Why Obamacare Won't Hurt Insurance Companies

Obama's regulatory overhaul may hurt taxpayers, but it's a boon for the biggest insurance companies.


What got President Obama's contraceptive compromise into the headlines was the religious angle. What deserves to keep it there is the economic angle.

After Catholic organizations complained that the federal government wanted to force them to include free contraceptive coverage in their health insurance plans, the White House announced a compromise. As the White House described it, "if a woman's employer is a charity, hospital or other religious organization that has a religious objection to providing contraceptive services as part of its health plan, her insurance company – and not the hospital or charity – will be required to reach out and offer her contraceptive care free of charge."
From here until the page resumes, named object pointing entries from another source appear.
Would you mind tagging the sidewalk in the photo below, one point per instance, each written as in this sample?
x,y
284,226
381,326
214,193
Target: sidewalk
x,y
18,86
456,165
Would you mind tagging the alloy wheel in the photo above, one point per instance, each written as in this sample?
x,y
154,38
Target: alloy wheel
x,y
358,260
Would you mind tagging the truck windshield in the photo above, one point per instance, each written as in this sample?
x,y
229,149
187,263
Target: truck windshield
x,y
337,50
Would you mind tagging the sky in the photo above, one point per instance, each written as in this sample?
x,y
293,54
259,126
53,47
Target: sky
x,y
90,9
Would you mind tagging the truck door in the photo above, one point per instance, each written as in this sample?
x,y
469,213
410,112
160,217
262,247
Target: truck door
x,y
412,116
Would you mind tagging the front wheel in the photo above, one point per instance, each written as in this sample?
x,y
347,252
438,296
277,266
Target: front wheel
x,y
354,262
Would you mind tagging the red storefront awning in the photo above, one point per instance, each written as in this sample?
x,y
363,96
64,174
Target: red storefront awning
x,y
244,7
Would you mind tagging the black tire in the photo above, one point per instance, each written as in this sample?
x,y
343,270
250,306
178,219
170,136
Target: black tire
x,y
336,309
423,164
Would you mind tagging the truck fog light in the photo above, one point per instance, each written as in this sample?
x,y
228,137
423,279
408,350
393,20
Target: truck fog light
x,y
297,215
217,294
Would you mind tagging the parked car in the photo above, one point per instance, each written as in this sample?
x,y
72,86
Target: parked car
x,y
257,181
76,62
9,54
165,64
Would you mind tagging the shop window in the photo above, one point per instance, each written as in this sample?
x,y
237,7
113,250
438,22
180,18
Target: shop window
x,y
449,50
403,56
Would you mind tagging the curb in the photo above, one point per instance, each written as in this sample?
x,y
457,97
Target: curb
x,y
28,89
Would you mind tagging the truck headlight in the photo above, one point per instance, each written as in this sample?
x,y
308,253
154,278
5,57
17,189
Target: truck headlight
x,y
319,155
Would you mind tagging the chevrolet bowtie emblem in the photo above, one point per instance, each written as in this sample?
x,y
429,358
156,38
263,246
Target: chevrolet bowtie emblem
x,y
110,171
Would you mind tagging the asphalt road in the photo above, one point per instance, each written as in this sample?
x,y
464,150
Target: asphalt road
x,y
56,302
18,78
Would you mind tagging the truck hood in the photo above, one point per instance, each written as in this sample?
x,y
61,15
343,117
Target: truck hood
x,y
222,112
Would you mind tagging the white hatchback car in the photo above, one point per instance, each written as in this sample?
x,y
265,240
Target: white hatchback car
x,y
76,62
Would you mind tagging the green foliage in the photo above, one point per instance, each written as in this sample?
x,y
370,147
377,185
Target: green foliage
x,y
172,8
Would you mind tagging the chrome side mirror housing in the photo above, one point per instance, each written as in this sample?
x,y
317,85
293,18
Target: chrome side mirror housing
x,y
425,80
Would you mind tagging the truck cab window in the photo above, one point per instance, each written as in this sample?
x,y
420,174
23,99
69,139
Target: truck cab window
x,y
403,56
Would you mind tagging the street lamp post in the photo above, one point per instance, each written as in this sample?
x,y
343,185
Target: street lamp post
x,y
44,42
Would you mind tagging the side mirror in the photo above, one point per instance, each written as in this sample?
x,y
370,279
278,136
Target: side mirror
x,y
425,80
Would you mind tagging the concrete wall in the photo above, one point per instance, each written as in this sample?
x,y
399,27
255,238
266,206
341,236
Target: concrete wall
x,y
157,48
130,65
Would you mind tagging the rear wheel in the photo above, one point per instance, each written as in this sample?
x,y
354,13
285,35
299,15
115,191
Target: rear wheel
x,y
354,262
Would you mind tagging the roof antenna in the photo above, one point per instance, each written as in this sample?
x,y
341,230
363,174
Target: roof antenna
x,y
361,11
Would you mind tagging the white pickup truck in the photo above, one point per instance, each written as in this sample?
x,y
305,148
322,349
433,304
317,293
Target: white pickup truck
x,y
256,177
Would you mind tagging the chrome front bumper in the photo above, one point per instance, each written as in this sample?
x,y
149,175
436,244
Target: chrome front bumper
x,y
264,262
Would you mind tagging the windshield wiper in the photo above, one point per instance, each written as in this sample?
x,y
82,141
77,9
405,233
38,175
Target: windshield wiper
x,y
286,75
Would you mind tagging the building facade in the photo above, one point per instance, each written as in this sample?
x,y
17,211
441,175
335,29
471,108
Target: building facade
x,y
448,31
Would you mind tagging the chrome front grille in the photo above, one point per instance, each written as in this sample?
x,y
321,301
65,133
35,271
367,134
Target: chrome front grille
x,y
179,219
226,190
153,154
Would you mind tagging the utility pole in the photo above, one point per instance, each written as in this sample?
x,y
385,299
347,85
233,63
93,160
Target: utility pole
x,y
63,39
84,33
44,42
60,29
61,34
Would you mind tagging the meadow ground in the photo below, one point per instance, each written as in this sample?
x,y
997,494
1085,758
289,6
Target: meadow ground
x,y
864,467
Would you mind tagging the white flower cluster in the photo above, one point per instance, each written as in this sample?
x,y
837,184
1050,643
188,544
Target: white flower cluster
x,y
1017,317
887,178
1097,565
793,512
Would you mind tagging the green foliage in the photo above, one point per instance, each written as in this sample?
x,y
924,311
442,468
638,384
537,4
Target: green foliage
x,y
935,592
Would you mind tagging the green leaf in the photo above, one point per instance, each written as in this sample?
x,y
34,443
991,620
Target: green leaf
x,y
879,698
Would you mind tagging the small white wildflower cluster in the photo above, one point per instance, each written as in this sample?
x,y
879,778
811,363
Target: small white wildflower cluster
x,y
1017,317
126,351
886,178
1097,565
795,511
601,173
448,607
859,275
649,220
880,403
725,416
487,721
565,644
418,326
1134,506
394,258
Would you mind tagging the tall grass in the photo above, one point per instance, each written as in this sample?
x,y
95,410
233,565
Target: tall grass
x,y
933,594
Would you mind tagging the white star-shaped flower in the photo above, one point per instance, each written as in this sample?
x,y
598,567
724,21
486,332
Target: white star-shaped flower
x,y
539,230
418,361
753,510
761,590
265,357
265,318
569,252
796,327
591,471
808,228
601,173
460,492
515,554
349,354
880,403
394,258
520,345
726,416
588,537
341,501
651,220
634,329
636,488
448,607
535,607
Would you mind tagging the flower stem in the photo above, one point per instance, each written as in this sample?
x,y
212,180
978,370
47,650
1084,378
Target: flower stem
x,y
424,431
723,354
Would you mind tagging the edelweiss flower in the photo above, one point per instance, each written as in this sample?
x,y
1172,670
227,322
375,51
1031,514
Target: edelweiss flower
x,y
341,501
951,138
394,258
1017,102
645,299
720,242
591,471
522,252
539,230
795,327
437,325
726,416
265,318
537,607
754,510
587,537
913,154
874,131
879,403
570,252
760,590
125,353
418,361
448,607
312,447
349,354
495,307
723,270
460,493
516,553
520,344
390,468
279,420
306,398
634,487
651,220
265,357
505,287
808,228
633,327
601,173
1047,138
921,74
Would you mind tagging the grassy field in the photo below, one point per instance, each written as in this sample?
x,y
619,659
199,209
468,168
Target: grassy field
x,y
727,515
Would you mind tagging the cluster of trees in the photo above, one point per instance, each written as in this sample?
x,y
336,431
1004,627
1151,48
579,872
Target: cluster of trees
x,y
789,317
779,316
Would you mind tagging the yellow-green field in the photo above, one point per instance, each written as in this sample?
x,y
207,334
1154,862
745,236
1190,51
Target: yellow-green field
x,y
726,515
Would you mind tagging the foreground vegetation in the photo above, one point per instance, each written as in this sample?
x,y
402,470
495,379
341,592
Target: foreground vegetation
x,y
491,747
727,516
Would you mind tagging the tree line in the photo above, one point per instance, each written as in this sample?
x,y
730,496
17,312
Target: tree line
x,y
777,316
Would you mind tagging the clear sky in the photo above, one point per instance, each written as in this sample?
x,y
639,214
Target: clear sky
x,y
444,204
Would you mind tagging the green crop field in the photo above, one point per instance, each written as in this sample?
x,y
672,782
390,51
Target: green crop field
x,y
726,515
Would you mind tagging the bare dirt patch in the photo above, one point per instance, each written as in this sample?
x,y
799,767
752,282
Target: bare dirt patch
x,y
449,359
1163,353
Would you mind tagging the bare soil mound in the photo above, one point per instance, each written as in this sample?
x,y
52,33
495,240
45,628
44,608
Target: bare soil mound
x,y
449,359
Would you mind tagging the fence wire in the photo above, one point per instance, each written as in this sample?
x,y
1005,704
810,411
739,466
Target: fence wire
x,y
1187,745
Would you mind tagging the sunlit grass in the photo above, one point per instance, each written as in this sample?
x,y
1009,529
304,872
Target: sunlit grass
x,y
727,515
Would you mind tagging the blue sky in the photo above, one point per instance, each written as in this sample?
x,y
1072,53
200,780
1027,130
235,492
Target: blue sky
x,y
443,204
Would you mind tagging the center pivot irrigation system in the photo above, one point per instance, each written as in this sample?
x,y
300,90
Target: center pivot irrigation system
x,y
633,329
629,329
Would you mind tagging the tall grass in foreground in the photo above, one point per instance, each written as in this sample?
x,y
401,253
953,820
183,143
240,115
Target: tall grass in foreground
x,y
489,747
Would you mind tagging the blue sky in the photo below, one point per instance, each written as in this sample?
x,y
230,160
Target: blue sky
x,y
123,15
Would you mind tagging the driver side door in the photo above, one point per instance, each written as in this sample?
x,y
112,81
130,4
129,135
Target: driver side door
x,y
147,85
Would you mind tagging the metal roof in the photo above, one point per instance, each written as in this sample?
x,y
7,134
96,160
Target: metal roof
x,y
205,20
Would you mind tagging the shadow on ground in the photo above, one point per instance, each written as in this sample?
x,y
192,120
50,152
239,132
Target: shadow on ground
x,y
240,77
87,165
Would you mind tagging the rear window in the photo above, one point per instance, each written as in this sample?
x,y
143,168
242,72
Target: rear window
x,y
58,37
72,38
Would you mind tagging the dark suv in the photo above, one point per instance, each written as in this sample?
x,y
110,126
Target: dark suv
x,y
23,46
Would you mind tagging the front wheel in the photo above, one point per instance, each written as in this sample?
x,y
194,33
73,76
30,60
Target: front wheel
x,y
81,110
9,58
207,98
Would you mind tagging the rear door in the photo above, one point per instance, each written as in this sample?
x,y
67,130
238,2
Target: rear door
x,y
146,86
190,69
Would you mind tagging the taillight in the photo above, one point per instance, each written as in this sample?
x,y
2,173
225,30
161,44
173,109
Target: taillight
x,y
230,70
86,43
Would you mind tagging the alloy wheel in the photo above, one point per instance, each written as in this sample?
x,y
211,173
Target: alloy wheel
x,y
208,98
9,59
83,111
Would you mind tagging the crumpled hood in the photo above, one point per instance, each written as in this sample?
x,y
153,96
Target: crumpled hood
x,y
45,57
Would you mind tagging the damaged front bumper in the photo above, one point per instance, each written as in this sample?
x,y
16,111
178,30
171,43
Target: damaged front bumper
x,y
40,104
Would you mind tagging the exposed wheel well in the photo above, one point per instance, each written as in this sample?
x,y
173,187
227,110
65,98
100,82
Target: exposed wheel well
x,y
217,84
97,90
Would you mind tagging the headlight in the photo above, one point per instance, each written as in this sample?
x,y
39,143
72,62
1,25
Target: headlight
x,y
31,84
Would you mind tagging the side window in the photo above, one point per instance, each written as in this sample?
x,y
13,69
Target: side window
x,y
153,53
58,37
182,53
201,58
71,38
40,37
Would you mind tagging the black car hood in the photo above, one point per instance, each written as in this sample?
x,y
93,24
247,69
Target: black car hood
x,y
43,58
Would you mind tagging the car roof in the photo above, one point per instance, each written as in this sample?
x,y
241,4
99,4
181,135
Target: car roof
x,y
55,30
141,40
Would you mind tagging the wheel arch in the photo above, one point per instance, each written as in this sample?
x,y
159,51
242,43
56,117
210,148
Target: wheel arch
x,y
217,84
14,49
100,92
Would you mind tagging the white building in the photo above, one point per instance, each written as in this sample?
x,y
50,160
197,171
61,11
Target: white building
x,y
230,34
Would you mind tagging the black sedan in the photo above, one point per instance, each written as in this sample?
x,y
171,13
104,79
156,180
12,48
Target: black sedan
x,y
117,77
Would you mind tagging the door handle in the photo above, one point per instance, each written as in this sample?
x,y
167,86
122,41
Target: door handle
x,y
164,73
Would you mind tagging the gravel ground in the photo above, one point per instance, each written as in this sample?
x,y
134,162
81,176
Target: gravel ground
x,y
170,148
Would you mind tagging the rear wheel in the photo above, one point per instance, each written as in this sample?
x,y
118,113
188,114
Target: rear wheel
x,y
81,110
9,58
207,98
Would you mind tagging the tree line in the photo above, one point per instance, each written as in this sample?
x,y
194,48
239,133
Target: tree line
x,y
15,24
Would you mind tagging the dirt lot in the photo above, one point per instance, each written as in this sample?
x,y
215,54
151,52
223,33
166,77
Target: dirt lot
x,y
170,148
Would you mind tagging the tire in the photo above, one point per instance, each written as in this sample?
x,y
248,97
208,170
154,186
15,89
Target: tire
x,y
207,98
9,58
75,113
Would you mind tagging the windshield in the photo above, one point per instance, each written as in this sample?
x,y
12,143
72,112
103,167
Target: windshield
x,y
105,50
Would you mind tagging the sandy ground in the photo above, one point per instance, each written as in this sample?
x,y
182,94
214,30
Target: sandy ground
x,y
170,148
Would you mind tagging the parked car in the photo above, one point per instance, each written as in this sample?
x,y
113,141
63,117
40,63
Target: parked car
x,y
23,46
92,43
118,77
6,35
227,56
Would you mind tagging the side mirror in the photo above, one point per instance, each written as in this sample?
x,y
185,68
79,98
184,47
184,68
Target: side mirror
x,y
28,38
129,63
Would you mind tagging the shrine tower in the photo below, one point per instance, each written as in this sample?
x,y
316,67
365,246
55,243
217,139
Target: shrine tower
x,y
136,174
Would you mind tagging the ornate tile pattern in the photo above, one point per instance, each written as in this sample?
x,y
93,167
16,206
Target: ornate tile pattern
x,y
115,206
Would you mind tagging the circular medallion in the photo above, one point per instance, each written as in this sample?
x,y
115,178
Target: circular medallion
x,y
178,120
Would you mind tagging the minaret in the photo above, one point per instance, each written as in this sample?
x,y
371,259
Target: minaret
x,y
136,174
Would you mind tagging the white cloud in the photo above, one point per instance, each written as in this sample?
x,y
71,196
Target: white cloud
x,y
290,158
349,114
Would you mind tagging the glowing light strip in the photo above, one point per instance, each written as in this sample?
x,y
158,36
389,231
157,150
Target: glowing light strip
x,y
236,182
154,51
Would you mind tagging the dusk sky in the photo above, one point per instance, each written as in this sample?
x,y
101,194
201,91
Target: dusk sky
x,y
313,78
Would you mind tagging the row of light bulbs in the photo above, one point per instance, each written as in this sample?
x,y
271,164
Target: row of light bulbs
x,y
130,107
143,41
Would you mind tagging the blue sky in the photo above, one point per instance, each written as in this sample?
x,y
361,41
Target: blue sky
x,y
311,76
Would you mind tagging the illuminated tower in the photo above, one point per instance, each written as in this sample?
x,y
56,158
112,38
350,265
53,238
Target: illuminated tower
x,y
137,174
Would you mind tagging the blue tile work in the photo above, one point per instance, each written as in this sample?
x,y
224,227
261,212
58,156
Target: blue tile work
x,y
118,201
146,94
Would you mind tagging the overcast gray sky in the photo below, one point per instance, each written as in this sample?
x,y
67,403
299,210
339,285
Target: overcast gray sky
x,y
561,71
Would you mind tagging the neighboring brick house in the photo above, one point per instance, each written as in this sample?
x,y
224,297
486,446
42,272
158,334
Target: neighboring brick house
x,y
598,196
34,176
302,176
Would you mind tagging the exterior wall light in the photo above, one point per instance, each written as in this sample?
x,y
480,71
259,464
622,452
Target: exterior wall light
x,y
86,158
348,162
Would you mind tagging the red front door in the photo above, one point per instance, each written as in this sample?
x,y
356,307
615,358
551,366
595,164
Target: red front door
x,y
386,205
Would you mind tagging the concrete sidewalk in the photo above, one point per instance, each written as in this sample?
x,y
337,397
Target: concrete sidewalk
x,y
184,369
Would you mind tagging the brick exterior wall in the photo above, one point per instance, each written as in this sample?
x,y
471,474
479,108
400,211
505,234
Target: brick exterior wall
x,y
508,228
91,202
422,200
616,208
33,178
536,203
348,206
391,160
The Wall Street Journal nailed it in an editorial published Saturday: "There is simply no precedent for the government ordering private companies to offer a product for free." America's Health Insurance Plans, a trade association for the insurance companies, issued a statement that said, in part, "We are concerned about the precedent this proposed rule would set."

One wit emailed me the quip: "If Reagan was the Great Communicator, Obama is the Great Confiscator." How else to describe a president who tells a company it has to give away things for free?

But before shedding any tears for the insurance companies, check their stock prices. One of the most remarkable moments of the administration came on June 24, 2009, when, during a nationally televised ABC News "town hall" meeting on health care from the White House, Mr. Obama told Aetna's CEO, "Aetna is a well-managed company and I am confident that your shareholders are going to do well."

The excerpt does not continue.